Secret Garden Party (Day Three)

Paint fights, mud fights and bands we’d never thought we’d enjoy.

A strangely downcast Sunday Blues atmosphere pervades the barren site at 11am, and following our discovery of ‘masala coffee’ at the Thali Café, we launch ourselves onto the immense pink frilly podium opposite the Colosillyum, next to the ghostly made-up graveyard. It’s an enjoyable exercise simply watching the dishevelled passers-by.

After an hour of this, we decide to explore the Small World Stage, where we find a blissful world of hippies in which footwear is banned. Playing is Nathan Ball who deftly dovetails percussive finger-plucks with understated bongo patters. It’s an uplifting, mellow lunchtime sound-track for sure, but we’re distracted throughout: the stage is infiltrated by a toddler and a dog, and it’s so frigging cute. Totally carefree, they play with each other below the bongo player as though the stage were a miniature playground.

We then catch whiteboy ska band Will & The People who start with a wholly faithful Bob Marley cover and finish with the Pixies’ ‘Where is my Mind?’. We’re not quite sure how this works, but their own material is also pleasurable: all Hammond organs, dub thrums and Pablo-esque melodica. It’s a consummate prelude to the unexpected Main Event.

That is, the annual SGP Great Stage paint fight. There must be 2,000 people here, virgins versus veterans, all crowded around the staff holding buckets of paint powder. Our hands now full, the numerous hype-men on stage count down from 10… 3… 2… 1… The sky is a shroud of blurry technicolour. It’s a surreal moment, made even more so by the fact we’re now dancing to ‘Every Day I love You Less & Less’ by Kaiser Chiefs. As the sky clears, our colourful skin, clothes and bags are unveiled. Whoops.

Wandering off, PR Nick in the media tent declares, “you look like you’ve stepped into the vortex”, whilst a man the Secret Emporium utters, “you definitely lost the paint fight, mate”. I take all this on the chin, compliant with my new rainbow look.

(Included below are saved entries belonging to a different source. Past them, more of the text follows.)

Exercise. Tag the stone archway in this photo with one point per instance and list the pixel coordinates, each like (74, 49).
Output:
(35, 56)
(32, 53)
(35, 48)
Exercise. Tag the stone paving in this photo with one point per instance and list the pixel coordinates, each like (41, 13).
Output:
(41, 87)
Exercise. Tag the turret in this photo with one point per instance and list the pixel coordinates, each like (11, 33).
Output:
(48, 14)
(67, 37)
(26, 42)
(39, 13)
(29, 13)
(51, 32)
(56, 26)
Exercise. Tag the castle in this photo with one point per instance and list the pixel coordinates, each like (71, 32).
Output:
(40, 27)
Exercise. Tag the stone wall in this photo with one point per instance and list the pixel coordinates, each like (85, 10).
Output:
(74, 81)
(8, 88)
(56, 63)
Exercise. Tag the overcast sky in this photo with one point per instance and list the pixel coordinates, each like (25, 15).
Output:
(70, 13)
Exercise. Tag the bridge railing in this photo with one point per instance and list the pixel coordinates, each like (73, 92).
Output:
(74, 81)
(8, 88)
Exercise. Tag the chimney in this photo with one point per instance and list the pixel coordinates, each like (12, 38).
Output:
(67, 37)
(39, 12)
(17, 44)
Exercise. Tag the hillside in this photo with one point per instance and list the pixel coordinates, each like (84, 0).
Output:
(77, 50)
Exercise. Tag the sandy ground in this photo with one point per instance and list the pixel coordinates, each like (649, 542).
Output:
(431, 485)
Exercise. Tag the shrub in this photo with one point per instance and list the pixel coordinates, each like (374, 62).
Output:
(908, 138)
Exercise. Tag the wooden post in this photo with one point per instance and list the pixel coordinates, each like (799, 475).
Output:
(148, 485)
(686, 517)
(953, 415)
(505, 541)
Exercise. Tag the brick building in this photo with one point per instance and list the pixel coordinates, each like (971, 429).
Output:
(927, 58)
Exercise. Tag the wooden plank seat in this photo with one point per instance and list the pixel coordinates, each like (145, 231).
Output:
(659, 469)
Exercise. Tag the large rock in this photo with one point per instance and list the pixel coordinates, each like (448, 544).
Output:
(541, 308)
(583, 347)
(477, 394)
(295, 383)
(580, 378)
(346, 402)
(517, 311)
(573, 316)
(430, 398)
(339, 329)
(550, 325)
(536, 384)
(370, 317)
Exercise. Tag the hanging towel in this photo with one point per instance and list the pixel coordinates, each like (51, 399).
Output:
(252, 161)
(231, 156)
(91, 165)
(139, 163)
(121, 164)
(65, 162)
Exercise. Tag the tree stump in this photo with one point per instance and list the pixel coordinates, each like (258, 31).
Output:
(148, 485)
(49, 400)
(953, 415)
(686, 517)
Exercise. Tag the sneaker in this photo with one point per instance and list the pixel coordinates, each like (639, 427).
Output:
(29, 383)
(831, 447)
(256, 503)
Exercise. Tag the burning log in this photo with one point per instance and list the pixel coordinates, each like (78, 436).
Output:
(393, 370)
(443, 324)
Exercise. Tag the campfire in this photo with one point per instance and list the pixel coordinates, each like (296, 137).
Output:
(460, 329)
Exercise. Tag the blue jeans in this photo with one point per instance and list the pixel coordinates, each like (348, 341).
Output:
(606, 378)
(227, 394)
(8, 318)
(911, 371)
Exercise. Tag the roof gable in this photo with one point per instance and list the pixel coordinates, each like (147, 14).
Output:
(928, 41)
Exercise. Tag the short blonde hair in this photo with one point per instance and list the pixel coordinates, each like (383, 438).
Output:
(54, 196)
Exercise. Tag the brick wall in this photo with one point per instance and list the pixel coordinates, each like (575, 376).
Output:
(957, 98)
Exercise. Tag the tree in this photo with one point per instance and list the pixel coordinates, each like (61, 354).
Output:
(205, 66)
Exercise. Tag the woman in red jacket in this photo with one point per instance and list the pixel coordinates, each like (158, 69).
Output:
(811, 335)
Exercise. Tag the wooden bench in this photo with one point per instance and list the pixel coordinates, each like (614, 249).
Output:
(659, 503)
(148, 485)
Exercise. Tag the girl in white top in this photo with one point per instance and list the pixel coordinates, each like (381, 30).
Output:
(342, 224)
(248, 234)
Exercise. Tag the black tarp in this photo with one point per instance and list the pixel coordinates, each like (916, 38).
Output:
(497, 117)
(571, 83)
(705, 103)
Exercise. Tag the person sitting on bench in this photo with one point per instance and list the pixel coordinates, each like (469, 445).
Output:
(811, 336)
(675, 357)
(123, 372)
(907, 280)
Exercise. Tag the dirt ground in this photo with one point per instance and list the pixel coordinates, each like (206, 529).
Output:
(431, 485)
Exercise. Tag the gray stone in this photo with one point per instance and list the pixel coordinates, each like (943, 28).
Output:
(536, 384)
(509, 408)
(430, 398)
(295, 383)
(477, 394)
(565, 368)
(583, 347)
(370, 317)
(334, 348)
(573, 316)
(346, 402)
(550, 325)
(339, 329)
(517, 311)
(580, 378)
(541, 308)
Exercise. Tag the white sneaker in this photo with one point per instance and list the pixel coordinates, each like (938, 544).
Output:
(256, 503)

I do psychologically shake it off however, when we see the foot-stomping Ahab, an upbeat country and western band equipped with 12-string guitar, mandolin, headbands, flatcaps and facial hair in the Crossroads tent. It’s amiable faux bluegrass in the Mumford ilk, and a certified guilty pleasure.

On our way out, we happen across a rather flamboyant cortège: a sassy New York Brass Band in dinner attire leading the way, with men on stilts, men in wigs and men in buggies on the rear. As we advance towards the Colosillyum to observe a painful close-up paintball comp, we discover the Band4Hope tree where the public can inscribe future hopes and desires. One thoughtful guy has written – “I wish that one day… Keira Knightley gives me head”.

For some reason, the homely Living Room venue is chock-a-block today. We now see why – the second most annoying hairy ginger of the weekend is doing a secret set. Luckily, Newton Faulkner is just closing with a cover of ‘Bohemian Rhapsody’ as we enter. The audience is now pouring out in flocks, and we stick around to see Jake Morley whose lap-guitar playing and funky hoedowns backed by a double bassist on new song ‘Allegorical House’ serve up a lovely mid-afternoon treat.

To round off our first ever Garden Party, we head to the Where The Wild Things Are area, which is heaving as hotly-tipped Daughter, minimal alter-ego of moody singer Elena Tonra, ascends to execute her doleful tween-folk. Very much like Marling (super articulated, touching and static), it’s the well-known ‘Youth’, in which post-rocky diminuendos meet saccharine, delicate whispers, that particularly stands out.

And it’s now left to the perennially awesome Summer Camp to culminate proceedings with their ludicrously 80s mish-mash of twinkling synths, twee vocals and reverby FX. ‘Ghost Train’ is a bit of a shambles as per, but recent single ‘Always’ is puissant, invigorating and catchy like a fuzzy Human League. When Jeremy Warmsley proclaims ‘YOLO’ in a description of their close-call with lightning at an Italian festival the day before, we think yes, YES – SGP has surreptitiously encapsulated ‘YOLO’. Paint fights, mud fights and bands we’d never thought we’d enjoy; it was YOLO fo sho.